For PDF-1.5 files with compressed trailer and compressed object streams (/ObjStm); all other PDF software including qpdf and pdfinfo use the correct page dimensions read from /MediaBox:

$ pdfinfo 'x.pdf' | grep pts Page size: 596 x 842 pts (A4)

However, when using Pandoc and outputting to .docx:

$ echo '![Some PDF Image](x.pdf)' > x.md && pandoc x.md -o x.docx

the image dimensions are incorrectly detected, and the image is inserted into the .docx with incorrect aspect ratio and size.

Manually walking through the PDF objects using qpdf shows a compressed Cross-reference (xref) and compressed object streams (\ObjStm) in use. A compressed object stream has multiple objects in a single /Flate compression stream:

$ for object in trailer 18 40 1 2 ; do qpdf --show-object=$object x.pdf -- ; done << /Filter /FlateDecode /Info 39 0 R /Length 155 /Root 40 0 R /Size 43 /Type /XRef /W [ 1 2 2 ] >> % Object is stream.
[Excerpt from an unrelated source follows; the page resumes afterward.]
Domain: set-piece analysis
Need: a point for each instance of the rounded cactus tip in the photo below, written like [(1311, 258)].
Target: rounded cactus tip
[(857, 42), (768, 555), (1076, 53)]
Dictionary: << /Filter /FlateDecode /First 17 /Length 41 0 R /N 3 /Type /ObjStm >> << /Pages 1 0 R /Type /Catalog >> << /Count 2 /Kids [ 2 0 R 12 0 R ] /Type /Pages >> << /Contents 4 0 R /Group << /CS /DeviceRGB /I true /S /Transparency /Type /Group >> /MediaBox [ 0 0 596 842 ] /Parent 1 0 R /Resources 3 0 R /Type /Page >>

The /Page object with its /MediaBox[left bottom right top] is there, but only obtainable by (fully) walking/parsing/unpacking the PDF file.

These PDF-1.5 files in question are not particularly exotic, they are PDF-1.5 files printed from Firefox, via Cairo:

obj 39 0 << /CreationDate (D:20240611224431+02'00) /Creator (Mozilla Firefox 126.0) /Producer (cairo 1.17.4 \(https://cairographics.org\)) >>

(See previous issue "Wrong image size for pdf images in docx" #4322, newly opened here per request of @jgm )